Reading time: Less than 1 minute

I like to share interesting pieces of figurative language I encounter in my reading. I write today about a series of similes and metaphors from novelist Tom Rachman….

I found the 2010 book, The Imperfectionists, by Tom Rachman, to be a magnificent coup — a first novel that engaged, entertained and showcased fine writing.

His next book, The Rise and Fall of Great Powers, pulled off a similar accomplishment. I really liked that one, too.

I can’t say quite the same thing about his more recent work, The Italian Teacherwhich strikes me as overly laboured and less interesting.

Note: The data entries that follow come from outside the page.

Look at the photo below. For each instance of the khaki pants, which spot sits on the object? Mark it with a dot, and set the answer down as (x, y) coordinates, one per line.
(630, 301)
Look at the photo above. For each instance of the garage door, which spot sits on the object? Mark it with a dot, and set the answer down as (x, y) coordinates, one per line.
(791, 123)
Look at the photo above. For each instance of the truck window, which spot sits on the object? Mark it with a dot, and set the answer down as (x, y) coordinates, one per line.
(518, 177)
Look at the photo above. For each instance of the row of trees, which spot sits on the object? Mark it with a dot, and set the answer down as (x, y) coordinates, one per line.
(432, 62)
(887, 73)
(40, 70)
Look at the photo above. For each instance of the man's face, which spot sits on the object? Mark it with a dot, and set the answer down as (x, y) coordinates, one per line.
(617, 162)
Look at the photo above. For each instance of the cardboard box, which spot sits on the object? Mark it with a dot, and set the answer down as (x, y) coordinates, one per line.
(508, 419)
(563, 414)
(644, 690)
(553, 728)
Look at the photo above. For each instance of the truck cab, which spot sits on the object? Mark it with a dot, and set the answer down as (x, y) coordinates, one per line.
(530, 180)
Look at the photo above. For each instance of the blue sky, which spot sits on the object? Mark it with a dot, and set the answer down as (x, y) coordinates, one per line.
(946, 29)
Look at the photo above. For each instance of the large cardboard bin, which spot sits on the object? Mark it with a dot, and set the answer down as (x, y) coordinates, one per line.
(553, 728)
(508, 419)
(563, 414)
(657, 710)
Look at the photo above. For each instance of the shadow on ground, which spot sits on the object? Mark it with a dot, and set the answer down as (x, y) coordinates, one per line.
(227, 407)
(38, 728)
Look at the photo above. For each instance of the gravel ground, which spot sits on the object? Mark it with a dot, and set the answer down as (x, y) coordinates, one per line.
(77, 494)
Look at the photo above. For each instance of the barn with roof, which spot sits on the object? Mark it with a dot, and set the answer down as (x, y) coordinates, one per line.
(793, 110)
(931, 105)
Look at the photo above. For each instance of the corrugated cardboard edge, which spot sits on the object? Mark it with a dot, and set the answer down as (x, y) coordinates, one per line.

Nevertheless, the book provides some redemptive examples of figurative language. Here are my favourite examples of figurative writing from Tom Rachman:

  • At twin grand pianos, maestros in tailcoats tinkle Debussy while scores of revelers chortle and slurp from champagne coupes, their cigarettes leaking gray ribbons before rococo murals and avant-garde artworks by Guttuso, De Chirico, Burri.
  • Squinting into a pince-nez as if through peepholes, she sashays over, waving a clutch purse designed like a pink lobster and holding down a hat shaped like a high-heeled shoe.
  • Yet even strangers find a similarity: how they walk, each footstep tentative, as if treading across a moving carpet.
  • Cecil looks into his lap, as if a map rested there.
  • His emaciated grandmother wears penciled eyebrows that rise in skeptical arcs, her short yellow hairdo pasted down, giving Ruth the impression of a shriveled lemon.
  • Pinch, cheeks burning, presses his nose into the wine glass, inhaling happiness.
  • A paunch juts over his belt, as if peeking off a high diving board.
  • One man who does appear is Marsden, turning up alongside a diminutive companion with tweezed eyebrows and carefully trimmed beard, as groomed as a French formal garden.

An earlier version of this post first appeared on my blog on Sept. 27/18.